Backpropagation everywhere

Can the brain do backpropagation? - Hinton, 2016

In this talk, Hinton rebuts four arguments which neuroscientists have used to argue that the brain is not learning using backpropagation.

  • Most human learning is unsupervised, without the explicit loss functions usually used in backpropagation.
Hinton argues that error signals can be derived in unsupervised contexts using many different methods: reconstructing input signal (like autoencoders); comparing local predictions with contextual predictions; learn a generative model (wake-sleep algorithm); use a variational autoencoder; generative adversarial learning.

  • Neurons don't send real numbers, but rather binary spikes.
Hinton argues that this is a form of regularisation which actually makes the brain more effective. Any real number can be converted into a probability of a binary firing signal; the effects of doing so are similar to those of using dropout. Such strong regularisation is necessary because the brain has around 10^14 parameters but humans only experience 10^9 seconds, so otherwise we might massively overfit. In general Hinton claims that using more parameters and more regularisation is better than keeping both low, which is what traditional statistics would recommend; he cites ensemble methods as an example.

  • Neurons can't send both feature information and training gradients.
If we want to change the weights of a forward neuron using backpropagation, we need to send back the gradients of the loss function with respect to those weights. Since neurons only transmit in one direction, we therefore need a second neuron to do this. But now we run into the "weight transport problem": how can the backwards neuron find out what the weights of the corresponding forwards neuron are, in order to calculate the corresponding gradients? Hinton apparently has a solution to this: if we think of neurons as sending a continuous signal (which, as discussed above, is approximated by binary spikes), then over short time periods the gradient of that signal can vary roughly independently from the magnitude of the signal itself. Theoretically, that gradient could be used to encode information about weights on top of the normal signal. This hypothesis is bolstered slightly by evidence that even in cases where using the actual gradient of the signal's magnitude would be useful (for example, a neuron tracking speed, whose gradient would normally be acceleration) the brain doesn't do so. The details are quite involved, so I'll leave it there and move on to the fourth objection.

  • Neurons aren't actually paired up.
Hinton said that this was the problem he considered insurmountable a few years ago. The solution to the weight transport problem above requires every forward neuron to have a corresponding backwards neuron, since backpropagation in neural networks transmits gradient information for each neuron individually. But the brain simply isn't composed of forward-backward neuron pairs. There are some backwards connections between entire brain regions, but not nearly enough to do conventional backpropagation. Recently, though, the previous consensus on this point has been overturned by a demonstration that backpropagation can in fact work without having precise correspondences between forwards and backwards neurons. This is surprising enough that it's worth looking into the original source.

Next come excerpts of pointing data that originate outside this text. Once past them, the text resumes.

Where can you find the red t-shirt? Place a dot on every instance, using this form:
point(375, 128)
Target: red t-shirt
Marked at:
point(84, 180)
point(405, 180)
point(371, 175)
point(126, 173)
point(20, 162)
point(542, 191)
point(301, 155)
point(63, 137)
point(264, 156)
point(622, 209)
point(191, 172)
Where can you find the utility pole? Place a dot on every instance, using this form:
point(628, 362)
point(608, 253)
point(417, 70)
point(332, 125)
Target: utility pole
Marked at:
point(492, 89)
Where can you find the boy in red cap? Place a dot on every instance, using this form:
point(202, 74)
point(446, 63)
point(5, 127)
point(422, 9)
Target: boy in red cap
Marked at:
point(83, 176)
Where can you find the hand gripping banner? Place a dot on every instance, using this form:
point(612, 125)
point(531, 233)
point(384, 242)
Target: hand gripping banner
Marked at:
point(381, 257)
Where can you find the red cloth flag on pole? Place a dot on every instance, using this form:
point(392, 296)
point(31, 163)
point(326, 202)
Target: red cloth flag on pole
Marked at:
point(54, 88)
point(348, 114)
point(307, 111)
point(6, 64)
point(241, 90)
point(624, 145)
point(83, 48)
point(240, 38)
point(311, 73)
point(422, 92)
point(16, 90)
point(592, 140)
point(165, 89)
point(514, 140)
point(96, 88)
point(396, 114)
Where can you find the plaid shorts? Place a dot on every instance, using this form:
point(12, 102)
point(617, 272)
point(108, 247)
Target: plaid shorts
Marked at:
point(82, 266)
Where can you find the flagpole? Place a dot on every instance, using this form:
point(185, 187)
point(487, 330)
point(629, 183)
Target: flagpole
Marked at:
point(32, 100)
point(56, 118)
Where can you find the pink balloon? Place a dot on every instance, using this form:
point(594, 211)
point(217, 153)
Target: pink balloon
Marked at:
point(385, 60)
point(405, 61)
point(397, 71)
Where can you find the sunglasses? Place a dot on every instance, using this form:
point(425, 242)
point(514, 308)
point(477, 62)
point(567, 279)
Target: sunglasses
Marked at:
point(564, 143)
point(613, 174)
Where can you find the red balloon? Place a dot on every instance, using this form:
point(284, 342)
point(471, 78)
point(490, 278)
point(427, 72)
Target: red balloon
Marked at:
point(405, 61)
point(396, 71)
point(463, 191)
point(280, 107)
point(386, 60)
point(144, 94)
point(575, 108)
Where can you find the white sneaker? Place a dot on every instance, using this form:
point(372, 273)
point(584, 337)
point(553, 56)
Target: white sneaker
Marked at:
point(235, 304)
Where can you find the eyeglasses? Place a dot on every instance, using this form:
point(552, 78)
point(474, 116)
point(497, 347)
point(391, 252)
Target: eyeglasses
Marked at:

Random synaptic feedback weights support error backpropagation for deep learning - Lillicrap, Cownden, Tweed, and Akerman, 2016

Normally, after we calculate the loss function, we calculate the exact gradient of the loss function with respect to each weight. This paper is concerned with the cases when we can't access those weights, i.e. if we can't solve the weight transport problem. In this situation, we can still do backpropagation using feedback weights which are determined independently from the forward weights - but without being able to determine which weights are responsible for the outcome, we would expect performance to diminish drastically. The key result of this paper is that fixed, random feedback weights are actually sufficient for a neural network to achieve performance equal to that of standard backpropagation. The only requirement is that the teaching signal from the backward links "pushes the network in roughly the same direction as backprop would". When the backwards weights are fixed, this condition can still be fulfilled if the forwards weights evolve to better match the backwards weights; the authors call this "feedback alignment". This works even when 50% of the forward connections and 50% of the backward connections are removed.

Hinton suggests the intuitive reason why this works: apart from the last layer, the rest of a neural network is mainly focused on creating a good representation of the input. Even though the feedback weights are fixed, different data classes will result in different error signals along those weights, which allows the rest of the network to adapt. The authors claim that we should think of feedback alignment as being part of a spectrum between a global reward function which sends the same signal to every neuron, and a reward function exactly tailored for each neuron like standard backpropagation.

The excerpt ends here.